Ao sermos criminalizados, a tendência é perder a esperança. Mas Dimas nos dá um último ensinamento: A imagem da morte da esperança – desenhada pela morte de Jesus na cruz – é apenas uma ilusão. Ao dizer “lembra-te de mim” Dimas expressa sua fé em Jesus e na sua pregação ao desejar ser – algum dia no futuro – lembrado por Jesus. A resposta de Jesus é a resposta à fé de Dimas: hoje estarás comigo no paraíso. Hoje. Não é amanhã, nem daqui a dois mil anos. É hoje. Diante disto, não podemos mais viver aguardando por algum evento mágico ou cataclísmico para estar diante de Deus. A resposta de Jesus é para que experimentemos o Reino de Deus hoje. Mas como? Através da comunhão entre irmãos, onde compartilhamos sorrisos banhados de lágrimas de alegria ou de tristeza. Vivenciamos o Reino de Deus também quando lutamos por um mundo mais justo e igualitário; quando tomamos a causa do outro – e no dia da consciência negra, somos convidados a refletir sobre a situação do negro na sociedade – como se fosse nossa. Fazemos o Reino de Deus quando jejuamos... E aquele prato que deixamos de comer, nós levamos a quem tem fome. Construímos o Reino de Deus quando amamos e doamos este amor em ações ao próximo.
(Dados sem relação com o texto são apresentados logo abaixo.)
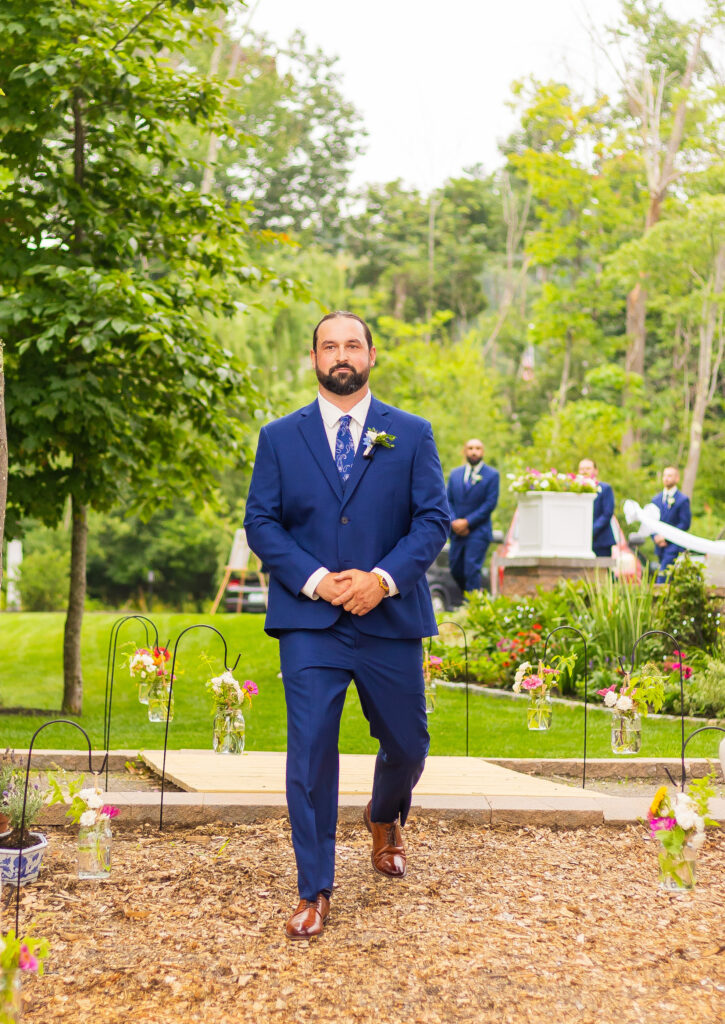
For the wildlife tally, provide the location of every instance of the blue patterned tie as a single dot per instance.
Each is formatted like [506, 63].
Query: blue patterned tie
[344, 450]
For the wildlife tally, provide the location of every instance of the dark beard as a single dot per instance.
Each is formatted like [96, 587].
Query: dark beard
[343, 385]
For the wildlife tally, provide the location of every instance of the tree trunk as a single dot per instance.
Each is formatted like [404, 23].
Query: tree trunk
[3, 456]
[72, 674]
[707, 377]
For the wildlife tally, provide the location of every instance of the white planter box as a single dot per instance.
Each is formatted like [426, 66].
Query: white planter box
[555, 524]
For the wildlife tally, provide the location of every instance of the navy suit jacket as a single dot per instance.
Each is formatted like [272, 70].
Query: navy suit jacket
[391, 514]
[475, 503]
[602, 534]
[678, 514]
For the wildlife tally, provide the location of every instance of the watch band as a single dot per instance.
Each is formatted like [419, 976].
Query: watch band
[383, 583]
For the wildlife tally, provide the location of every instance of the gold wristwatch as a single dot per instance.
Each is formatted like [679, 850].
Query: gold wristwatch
[382, 582]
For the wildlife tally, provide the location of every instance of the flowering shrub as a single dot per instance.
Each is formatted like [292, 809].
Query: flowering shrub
[227, 693]
[541, 679]
[534, 479]
[637, 692]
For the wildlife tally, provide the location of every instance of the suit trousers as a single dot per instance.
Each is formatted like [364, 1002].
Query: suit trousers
[316, 669]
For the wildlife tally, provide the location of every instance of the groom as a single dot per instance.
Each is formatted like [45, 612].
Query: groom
[347, 510]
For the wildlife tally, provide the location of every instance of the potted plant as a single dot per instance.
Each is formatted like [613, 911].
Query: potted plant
[538, 682]
[228, 696]
[629, 702]
[88, 810]
[678, 825]
[16, 955]
[555, 513]
[20, 854]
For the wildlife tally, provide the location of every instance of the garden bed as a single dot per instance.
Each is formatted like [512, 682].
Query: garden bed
[522, 926]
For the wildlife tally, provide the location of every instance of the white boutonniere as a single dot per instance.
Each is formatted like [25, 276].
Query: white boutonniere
[375, 437]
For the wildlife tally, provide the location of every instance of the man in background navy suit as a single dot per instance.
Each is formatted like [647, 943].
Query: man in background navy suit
[674, 510]
[602, 534]
[473, 494]
[347, 510]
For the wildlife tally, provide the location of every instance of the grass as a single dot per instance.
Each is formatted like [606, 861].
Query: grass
[31, 675]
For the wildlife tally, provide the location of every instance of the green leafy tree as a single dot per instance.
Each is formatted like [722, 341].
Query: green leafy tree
[110, 261]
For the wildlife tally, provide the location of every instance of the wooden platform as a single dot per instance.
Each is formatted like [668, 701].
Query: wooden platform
[263, 772]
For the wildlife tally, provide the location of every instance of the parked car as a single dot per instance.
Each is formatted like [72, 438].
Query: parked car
[251, 592]
[444, 592]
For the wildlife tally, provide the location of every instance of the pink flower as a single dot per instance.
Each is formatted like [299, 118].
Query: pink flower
[26, 961]
[660, 824]
[531, 682]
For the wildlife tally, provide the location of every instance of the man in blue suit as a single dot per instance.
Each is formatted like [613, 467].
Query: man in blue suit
[347, 510]
[473, 494]
[602, 534]
[674, 510]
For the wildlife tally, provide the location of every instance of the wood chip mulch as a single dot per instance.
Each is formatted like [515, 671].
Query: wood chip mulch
[519, 926]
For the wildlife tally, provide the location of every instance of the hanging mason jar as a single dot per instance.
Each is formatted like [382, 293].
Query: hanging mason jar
[626, 732]
[228, 731]
[94, 850]
[430, 694]
[10, 997]
[159, 700]
[539, 711]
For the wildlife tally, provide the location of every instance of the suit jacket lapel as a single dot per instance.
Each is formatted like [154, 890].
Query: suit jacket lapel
[377, 418]
[312, 429]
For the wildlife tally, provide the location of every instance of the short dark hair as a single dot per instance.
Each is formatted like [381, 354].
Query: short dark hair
[335, 315]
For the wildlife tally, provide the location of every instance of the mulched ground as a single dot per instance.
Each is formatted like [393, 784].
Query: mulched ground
[523, 926]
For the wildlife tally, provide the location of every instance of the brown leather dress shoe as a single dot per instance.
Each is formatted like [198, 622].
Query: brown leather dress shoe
[308, 919]
[388, 852]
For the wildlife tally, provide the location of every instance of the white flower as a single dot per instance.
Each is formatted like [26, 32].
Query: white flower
[684, 812]
[521, 672]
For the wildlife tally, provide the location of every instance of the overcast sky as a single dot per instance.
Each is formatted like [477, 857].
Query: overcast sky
[431, 78]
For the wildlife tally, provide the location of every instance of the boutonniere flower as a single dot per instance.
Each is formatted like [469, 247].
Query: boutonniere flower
[375, 437]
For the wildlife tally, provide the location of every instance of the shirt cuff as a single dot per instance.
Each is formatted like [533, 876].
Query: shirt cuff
[392, 589]
[308, 589]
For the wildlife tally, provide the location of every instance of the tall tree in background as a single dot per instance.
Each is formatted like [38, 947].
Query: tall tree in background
[109, 261]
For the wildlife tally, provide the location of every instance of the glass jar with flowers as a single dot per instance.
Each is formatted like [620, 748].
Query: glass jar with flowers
[17, 955]
[228, 696]
[92, 815]
[431, 663]
[678, 825]
[630, 701]
[538, 682]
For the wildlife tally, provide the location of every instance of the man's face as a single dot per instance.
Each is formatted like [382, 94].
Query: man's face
[342, 360]
[473, 452]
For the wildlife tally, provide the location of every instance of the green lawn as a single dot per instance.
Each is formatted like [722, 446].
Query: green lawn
[31, 676]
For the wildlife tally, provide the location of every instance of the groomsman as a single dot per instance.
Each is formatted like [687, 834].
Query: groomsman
[602, 534]
[675, 511]
[473, 494]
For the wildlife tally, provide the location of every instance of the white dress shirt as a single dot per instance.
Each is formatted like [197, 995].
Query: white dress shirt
[331, 420]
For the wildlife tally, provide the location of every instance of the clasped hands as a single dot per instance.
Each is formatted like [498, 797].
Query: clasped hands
[356, 591]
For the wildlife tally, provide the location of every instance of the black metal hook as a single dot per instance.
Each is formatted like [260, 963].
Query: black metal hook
[586, 686]
[55, 721]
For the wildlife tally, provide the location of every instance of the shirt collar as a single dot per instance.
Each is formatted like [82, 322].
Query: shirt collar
[331, 414]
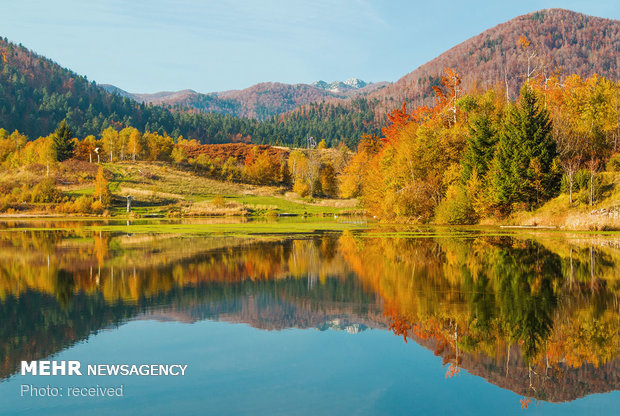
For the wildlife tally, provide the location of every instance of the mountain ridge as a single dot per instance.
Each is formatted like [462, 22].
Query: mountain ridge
[259, 101]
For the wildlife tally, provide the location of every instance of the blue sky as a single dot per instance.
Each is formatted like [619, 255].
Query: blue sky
[215, 45]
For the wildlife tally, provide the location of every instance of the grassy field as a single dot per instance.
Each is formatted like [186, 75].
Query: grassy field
[160, 189]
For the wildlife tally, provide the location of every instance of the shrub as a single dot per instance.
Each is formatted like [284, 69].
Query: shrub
[456, 209]
[219, 201]
[45, 191]
[96, 207]
[82, 204]
[613, 165]
[301, 187]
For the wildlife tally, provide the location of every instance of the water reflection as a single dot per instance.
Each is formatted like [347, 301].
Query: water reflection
[538, 316]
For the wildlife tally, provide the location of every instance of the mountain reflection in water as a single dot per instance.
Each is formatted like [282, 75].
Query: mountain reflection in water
[538, 316]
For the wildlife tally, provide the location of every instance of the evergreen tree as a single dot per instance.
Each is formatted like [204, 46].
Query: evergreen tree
[480, 146]
[525, 169]
[63, 141]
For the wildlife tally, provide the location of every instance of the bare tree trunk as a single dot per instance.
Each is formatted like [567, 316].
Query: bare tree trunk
[570, 187]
Quero terminar este sermão perguntando pra você: Destas três personagens, com quem você mais se identifica? Gestas, o malfeitor equivocado que queria utilizar o “poder” de Jesus em benefício próprio; o bom malfeitor Dimas que no último momento de vida se converteu à pregação de Jesus e compreendeu o que de fato era o Reino de Deus ou Jesus Cristo, o rei que morreu na cruz, que venceu a tentação e que anuncia um paraíso para o hoje?

Bom, não sei vocês, mas eu gostaria de ser Jesus Cristo! No entanto, quando olho para os meus 26 anos, cheios de erros e conversões, vejo que estou mais para Dimas: o bom malfeitor. Só espero que nós não esperemos o fim da vida para entender a pregação de Jesus.

Que Jesus Cristo seja misericordioso para conosco como foi para Dimas.